The raging dissatisfaction of Roland and Nessa gives them roving eyes: especially her, in fact, when she finds a peephole in their room and starts watching the gorgeous couple next door – young newlyweds, trying for a child, who can’t keep their hands off each other.
Adultery with Melvil Poupaud’s character drives Roland and Nessa to the brink of separation, but maybe advances them towards a new understanding by the end. The film doesn’t conclude with them resolving all their troubles, but there’s a series of teary heart-to-hearts, and a cautious sense of optimism as they drive away – they may have turned a corner.
This is the fantasy. Because of the real-life sequel, it feels like a roseate pipe-dream watching it again.
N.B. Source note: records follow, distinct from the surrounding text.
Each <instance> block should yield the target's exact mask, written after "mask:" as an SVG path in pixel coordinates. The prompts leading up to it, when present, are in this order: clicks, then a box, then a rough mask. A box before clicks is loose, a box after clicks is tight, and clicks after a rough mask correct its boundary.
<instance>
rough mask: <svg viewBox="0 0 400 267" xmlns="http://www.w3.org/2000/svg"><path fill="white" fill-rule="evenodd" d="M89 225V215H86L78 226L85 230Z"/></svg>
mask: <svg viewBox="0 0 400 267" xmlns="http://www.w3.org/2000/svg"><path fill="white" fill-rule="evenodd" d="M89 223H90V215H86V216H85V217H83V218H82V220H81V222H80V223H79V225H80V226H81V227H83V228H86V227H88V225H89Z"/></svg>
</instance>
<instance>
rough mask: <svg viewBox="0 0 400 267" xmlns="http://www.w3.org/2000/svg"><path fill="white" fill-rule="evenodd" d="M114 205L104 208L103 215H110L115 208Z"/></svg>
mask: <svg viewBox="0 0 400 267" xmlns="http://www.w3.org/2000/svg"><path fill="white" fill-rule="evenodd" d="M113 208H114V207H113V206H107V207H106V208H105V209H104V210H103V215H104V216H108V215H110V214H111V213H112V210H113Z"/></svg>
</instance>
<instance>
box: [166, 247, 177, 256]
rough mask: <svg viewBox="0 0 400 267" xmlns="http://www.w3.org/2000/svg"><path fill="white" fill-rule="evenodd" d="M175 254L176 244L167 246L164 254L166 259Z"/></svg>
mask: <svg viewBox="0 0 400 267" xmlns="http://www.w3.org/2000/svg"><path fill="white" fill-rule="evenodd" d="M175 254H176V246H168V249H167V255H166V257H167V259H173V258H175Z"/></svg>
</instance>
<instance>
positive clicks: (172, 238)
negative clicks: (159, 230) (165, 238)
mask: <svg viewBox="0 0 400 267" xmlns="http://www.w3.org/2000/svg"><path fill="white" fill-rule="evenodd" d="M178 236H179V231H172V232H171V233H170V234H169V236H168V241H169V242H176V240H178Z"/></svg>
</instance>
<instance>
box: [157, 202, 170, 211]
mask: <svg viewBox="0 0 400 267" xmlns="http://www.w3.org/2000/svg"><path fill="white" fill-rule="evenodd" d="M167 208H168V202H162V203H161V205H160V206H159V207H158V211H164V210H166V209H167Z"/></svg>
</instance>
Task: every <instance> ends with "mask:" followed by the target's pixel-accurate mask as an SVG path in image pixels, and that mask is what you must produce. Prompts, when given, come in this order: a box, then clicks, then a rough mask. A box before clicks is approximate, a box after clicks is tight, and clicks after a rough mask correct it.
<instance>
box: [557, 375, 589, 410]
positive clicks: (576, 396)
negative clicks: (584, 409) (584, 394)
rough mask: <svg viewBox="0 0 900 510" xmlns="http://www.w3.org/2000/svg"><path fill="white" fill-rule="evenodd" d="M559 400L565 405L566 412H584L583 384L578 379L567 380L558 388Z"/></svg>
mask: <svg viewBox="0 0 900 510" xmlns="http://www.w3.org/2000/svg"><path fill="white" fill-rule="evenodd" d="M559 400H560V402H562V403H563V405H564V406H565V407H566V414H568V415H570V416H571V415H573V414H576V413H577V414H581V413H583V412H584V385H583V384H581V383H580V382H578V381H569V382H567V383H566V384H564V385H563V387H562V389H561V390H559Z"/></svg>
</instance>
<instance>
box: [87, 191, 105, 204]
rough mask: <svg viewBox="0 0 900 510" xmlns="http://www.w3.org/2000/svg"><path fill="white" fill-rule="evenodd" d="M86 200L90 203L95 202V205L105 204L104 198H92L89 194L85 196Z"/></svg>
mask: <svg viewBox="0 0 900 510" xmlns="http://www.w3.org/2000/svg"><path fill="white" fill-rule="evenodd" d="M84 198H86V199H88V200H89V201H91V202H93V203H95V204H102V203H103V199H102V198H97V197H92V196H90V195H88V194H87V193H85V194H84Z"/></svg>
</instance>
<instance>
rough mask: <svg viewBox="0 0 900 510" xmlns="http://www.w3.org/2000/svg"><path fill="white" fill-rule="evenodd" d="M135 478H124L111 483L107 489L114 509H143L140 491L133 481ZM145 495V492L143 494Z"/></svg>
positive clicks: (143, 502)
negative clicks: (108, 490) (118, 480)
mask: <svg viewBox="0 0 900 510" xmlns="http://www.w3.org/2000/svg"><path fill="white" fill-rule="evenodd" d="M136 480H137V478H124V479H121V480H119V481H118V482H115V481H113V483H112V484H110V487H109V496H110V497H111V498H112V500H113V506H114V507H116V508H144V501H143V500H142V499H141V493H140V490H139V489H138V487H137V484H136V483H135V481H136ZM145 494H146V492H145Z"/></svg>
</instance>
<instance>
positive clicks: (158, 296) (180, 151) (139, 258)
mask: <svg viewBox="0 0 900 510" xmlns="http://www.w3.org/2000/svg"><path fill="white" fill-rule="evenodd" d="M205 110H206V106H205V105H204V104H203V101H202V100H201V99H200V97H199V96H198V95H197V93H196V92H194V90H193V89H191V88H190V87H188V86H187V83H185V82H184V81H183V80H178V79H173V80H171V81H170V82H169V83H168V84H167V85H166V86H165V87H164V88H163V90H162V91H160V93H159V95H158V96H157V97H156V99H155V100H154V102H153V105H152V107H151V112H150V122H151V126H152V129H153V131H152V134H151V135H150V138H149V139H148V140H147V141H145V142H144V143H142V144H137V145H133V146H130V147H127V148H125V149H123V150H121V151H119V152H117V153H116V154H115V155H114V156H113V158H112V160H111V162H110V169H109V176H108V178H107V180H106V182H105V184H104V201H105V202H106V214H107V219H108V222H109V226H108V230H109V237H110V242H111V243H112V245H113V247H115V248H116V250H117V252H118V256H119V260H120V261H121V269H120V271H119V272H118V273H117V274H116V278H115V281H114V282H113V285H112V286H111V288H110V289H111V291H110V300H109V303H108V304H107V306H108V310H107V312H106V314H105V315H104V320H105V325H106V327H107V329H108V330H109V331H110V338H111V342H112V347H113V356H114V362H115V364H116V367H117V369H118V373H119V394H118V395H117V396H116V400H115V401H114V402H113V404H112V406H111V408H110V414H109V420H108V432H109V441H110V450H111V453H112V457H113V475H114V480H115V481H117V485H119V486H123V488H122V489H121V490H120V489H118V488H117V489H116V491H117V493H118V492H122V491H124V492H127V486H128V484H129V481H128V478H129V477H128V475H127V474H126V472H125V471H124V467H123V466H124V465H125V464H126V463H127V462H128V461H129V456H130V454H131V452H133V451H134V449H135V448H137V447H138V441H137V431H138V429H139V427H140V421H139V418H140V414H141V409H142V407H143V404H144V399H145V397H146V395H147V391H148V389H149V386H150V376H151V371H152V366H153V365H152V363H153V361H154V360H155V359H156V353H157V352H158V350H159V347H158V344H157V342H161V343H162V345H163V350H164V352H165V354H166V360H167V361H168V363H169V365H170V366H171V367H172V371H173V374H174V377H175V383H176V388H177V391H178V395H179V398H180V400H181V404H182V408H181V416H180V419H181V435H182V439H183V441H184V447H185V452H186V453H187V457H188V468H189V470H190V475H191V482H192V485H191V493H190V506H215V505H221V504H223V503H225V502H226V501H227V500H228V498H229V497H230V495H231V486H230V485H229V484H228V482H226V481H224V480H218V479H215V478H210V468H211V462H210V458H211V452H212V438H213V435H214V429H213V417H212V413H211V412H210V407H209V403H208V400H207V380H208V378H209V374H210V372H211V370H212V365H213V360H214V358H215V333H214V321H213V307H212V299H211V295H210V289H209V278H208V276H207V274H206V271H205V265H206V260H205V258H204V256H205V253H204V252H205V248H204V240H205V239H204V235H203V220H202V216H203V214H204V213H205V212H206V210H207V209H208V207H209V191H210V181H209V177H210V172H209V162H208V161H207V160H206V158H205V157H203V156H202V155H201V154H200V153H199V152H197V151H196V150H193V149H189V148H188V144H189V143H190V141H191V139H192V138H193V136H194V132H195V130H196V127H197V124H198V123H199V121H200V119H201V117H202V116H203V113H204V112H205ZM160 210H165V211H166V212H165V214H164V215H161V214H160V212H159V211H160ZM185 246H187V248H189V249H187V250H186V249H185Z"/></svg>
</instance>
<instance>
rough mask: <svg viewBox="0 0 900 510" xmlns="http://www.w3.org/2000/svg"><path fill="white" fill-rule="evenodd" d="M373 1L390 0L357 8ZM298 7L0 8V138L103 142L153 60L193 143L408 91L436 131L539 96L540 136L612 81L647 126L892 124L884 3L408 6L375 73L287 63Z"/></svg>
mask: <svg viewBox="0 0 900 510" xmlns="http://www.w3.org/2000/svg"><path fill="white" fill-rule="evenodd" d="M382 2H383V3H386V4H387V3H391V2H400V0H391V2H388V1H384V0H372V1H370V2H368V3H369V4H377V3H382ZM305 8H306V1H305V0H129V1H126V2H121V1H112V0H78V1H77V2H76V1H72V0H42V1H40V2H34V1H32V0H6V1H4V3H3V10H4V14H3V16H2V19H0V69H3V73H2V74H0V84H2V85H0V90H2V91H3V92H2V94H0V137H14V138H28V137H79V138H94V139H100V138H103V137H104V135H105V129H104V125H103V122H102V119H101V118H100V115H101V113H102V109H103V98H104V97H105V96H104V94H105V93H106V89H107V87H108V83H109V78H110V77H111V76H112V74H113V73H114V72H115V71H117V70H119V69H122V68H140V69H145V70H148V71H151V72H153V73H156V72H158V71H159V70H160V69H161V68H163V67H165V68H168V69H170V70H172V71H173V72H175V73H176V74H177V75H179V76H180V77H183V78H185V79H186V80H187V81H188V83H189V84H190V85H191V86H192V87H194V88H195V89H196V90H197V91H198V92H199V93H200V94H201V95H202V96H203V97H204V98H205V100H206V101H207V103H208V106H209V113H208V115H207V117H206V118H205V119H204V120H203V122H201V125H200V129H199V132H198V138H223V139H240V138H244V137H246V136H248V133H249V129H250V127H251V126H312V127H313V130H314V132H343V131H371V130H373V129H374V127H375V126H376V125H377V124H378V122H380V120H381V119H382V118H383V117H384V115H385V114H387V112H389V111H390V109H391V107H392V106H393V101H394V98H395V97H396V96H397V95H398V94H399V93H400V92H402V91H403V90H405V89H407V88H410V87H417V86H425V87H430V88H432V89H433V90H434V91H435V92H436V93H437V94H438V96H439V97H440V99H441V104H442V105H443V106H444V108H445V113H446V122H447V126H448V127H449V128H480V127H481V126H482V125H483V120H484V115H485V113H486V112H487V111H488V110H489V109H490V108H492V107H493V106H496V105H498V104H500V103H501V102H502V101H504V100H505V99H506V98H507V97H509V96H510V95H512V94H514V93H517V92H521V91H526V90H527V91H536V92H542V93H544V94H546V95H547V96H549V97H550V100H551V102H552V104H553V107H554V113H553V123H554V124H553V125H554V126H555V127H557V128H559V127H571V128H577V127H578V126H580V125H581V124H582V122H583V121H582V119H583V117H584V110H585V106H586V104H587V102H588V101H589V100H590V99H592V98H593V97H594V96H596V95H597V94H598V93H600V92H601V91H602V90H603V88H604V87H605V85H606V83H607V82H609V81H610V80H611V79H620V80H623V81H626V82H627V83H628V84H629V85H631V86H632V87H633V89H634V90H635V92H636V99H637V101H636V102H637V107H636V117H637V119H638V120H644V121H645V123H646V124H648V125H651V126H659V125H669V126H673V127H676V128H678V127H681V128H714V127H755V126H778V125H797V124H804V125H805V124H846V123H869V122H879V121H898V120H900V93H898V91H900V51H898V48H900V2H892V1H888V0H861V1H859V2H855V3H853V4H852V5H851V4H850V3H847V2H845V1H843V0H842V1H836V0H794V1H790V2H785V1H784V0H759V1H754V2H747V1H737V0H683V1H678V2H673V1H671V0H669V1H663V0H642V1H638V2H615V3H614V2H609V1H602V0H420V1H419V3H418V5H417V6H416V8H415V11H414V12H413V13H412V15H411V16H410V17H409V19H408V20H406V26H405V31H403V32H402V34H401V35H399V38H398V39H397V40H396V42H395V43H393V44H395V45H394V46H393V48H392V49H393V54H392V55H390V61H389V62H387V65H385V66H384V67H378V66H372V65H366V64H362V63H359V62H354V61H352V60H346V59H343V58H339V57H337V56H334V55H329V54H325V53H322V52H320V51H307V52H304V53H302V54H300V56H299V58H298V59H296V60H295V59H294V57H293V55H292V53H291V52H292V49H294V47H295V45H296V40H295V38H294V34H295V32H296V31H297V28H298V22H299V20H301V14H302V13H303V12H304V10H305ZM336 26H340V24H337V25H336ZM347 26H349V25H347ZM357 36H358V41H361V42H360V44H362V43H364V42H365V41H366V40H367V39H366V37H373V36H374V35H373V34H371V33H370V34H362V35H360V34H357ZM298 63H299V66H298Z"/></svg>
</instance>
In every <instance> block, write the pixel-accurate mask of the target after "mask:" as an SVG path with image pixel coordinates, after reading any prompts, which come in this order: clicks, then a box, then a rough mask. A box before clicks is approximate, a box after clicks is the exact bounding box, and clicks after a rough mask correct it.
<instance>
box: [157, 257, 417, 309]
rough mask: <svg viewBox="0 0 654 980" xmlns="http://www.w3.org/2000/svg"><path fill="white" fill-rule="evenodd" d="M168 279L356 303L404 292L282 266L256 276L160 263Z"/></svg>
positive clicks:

Talk turned quickly at the time to Brad’s World War II drama Allied – another flop – because of supposedly electric chemistry with his co-star Marion Cotillard, who was said to be horrified at the implication she might have been a third party in the split.
On screen, Jolie had them dallying with infidelity à la Française, but giving herself and Pitt, whose production company is behind the upcoming MeToo film She Said, the last-ditch benefit of the doubt. In real life, their days were getting numbered, and this vehicle didn’t exorcise underlying demons so much as drag them out into the peachy Mediterranean light for all to see.